Yeah its by far the least trouble. Pretty much any other backend, even a "pytorch free" backend like MLC, is a utter nightmare to install, and that's if it uses a standardized quantization.
However, the llama.cpp server is... very buggy. The OpenAI endpoint doesn't work. It hangs and crashes constantly. I don't see how anyone could use it for batched production as of last november/december.
The reason I don't use llama.cpp personally is no flash attention (yet) and no 8 bit kv cache, so its not too great at long (32K+) contexts. But this is a niche, and being addressed.
Co writing a long story with the model so it references past plot points.
The story writing in particular is just something you can't possibly do well with RAG. You'd be surprised how well LLMS can "understand" a mega context and grasp events, implications and themes from them.
Thanks, Curious as I havent been in a forum where Ive seen asked:
Have you found a particular manner in which to feed it in - do you give it instructions for what it is looking for, what kind of phrases are you directing it to do?
I am about to start a try at a gpt co-piloted effort, and I have only done art so far - so curious if there are good pointers on coding with gpt?
continue.dev works great for me, supports vs code and jetbrains ide, there's shortcuts to give it code snipets as context and in place editing. works with all kind of LLM sources. both gpt and local stuff.
still haven't found anything that can read a whole project source code in a single click though
Thank you - so you want the most efficient small input tokens for the max output tokens, or at least the best answer with the smallest amount of tokens used - but enough headroom it wont lose context and start down the hallucination path?
Going to be extremely opinionated and straightforward here in service of being concise, please excuse me if it sounds rough or wrong, feel free to follow-up:
You're "not even wrong", in that you don't really need to worry about ratio of input to output, or worry about inducing hallucinations.
I feel like things went generally off-track once people in the ecosystem turned RAG into these weird multi-stage diagrams when really it's just "hey, the model doesn't know everything, we should probably give it web pages / documents with info in it"

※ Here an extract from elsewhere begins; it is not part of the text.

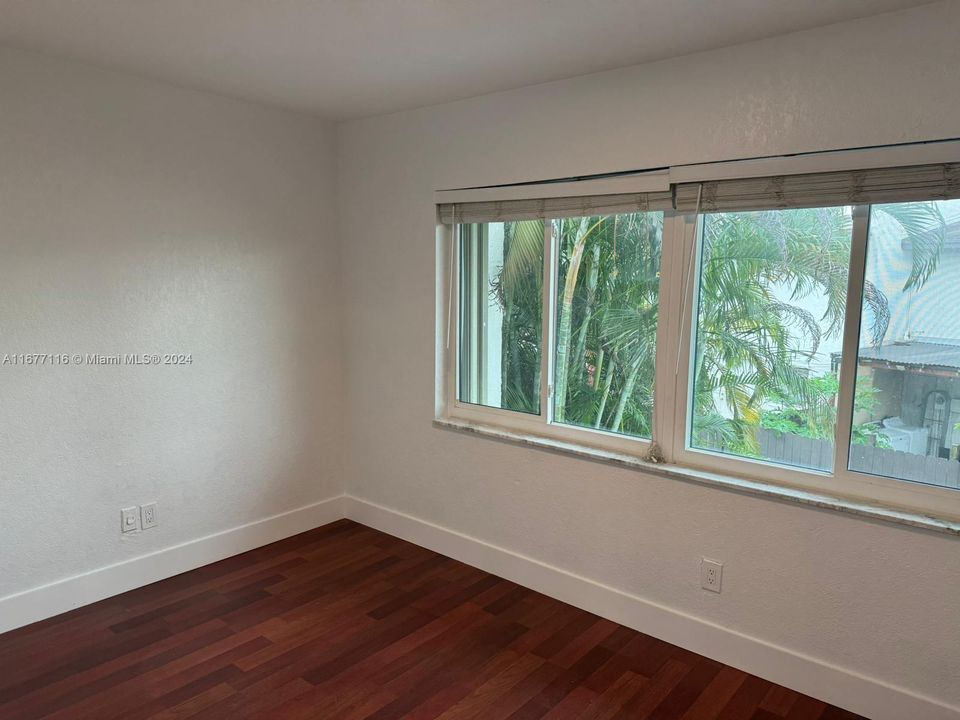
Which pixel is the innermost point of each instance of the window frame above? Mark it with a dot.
(673, 379)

I think virtually all people hacking on this stuff daily would quietly admit that the large context sizes don't seem to be transformative. Like, I thought it meant I could throw a whole textbook in and get incredibly rich detailed answers to questions. But it doesn't. It still sort of talks the way it talks, but obviously now it has a lot more information to work with.

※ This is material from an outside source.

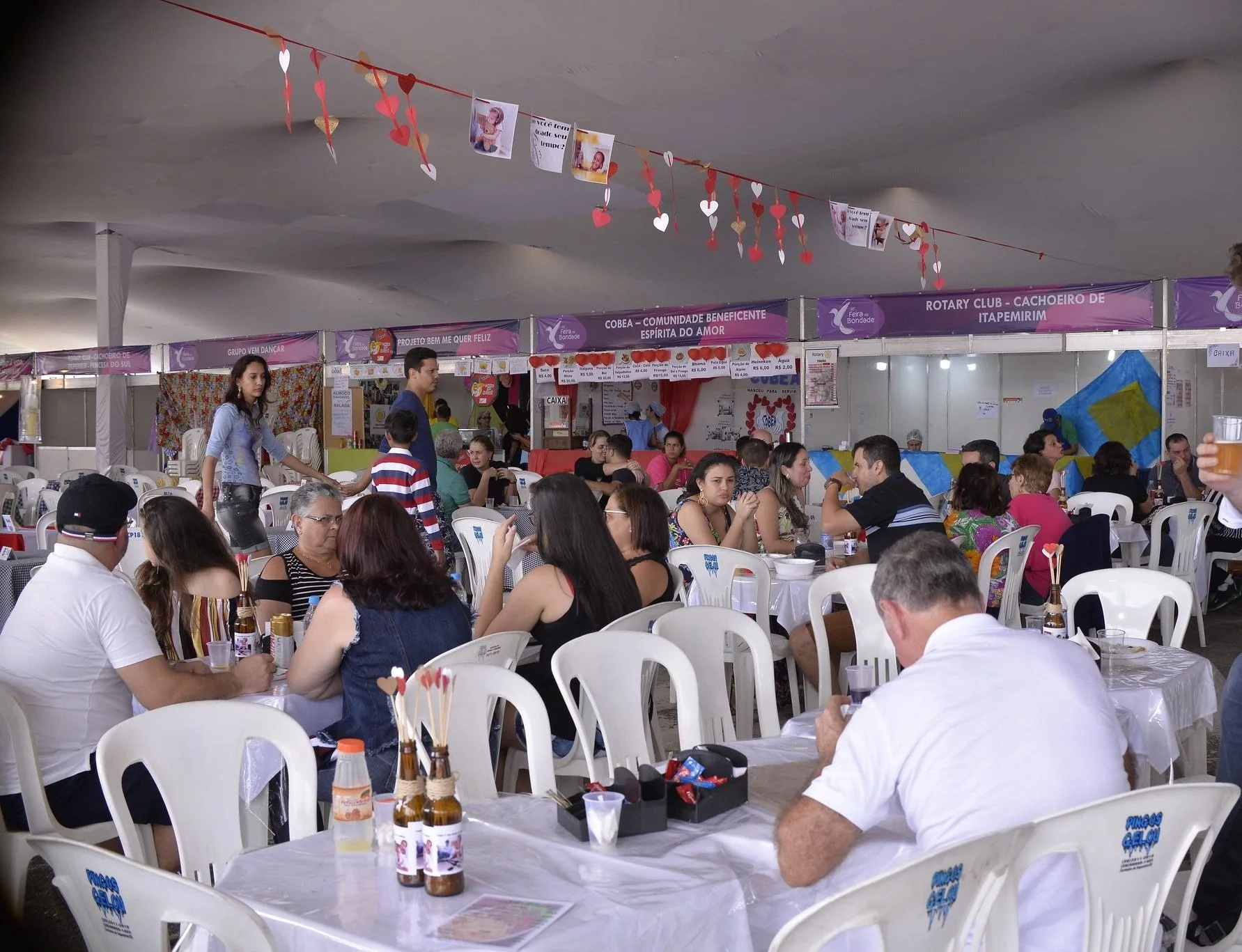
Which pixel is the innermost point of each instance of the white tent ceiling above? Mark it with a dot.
(1105, 133)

Thinking out loud: maybe the way I think about it is the base weights are lossy and unreliable. But, if the information is in the context, that is "lossless". The only time I see it gets things wrong is when the information itself is formatted weird.
All that to say, in practice, I don't see much gains in question-answering* when I provided > 4K tokens.
But, the large context sizes are still nice because A) I don't need to worry as much about losing previous messages / pushing out history when I add documents as when it was just 4K for ChatGPT. B) It's really nice for stuff like information extraction, ex. I can give it a USMLE PDF and have it extract Q+A without having to batch it into like 30 separate queries and reassamble. C) There's some obvious cases where the long context length helps, ex. if you know for sure a 100 page document has some very specific info in it, you're looking for a specific answer, and you just don't wanna look it up again, perfect!
* I've been working on "Siri/Google Assistant but cross platform and on LLMs", RAG + local + on all platforms + sync engine for about a [REDACTED]. It can nail ~every question at a high level, modulo my MD friend needs to use GPT-4 for that to happen. The failures I see are if I ask "what's the lakers next game", and my web page => text algo can't do much with tables, so it's formatted in a way that causes it to error.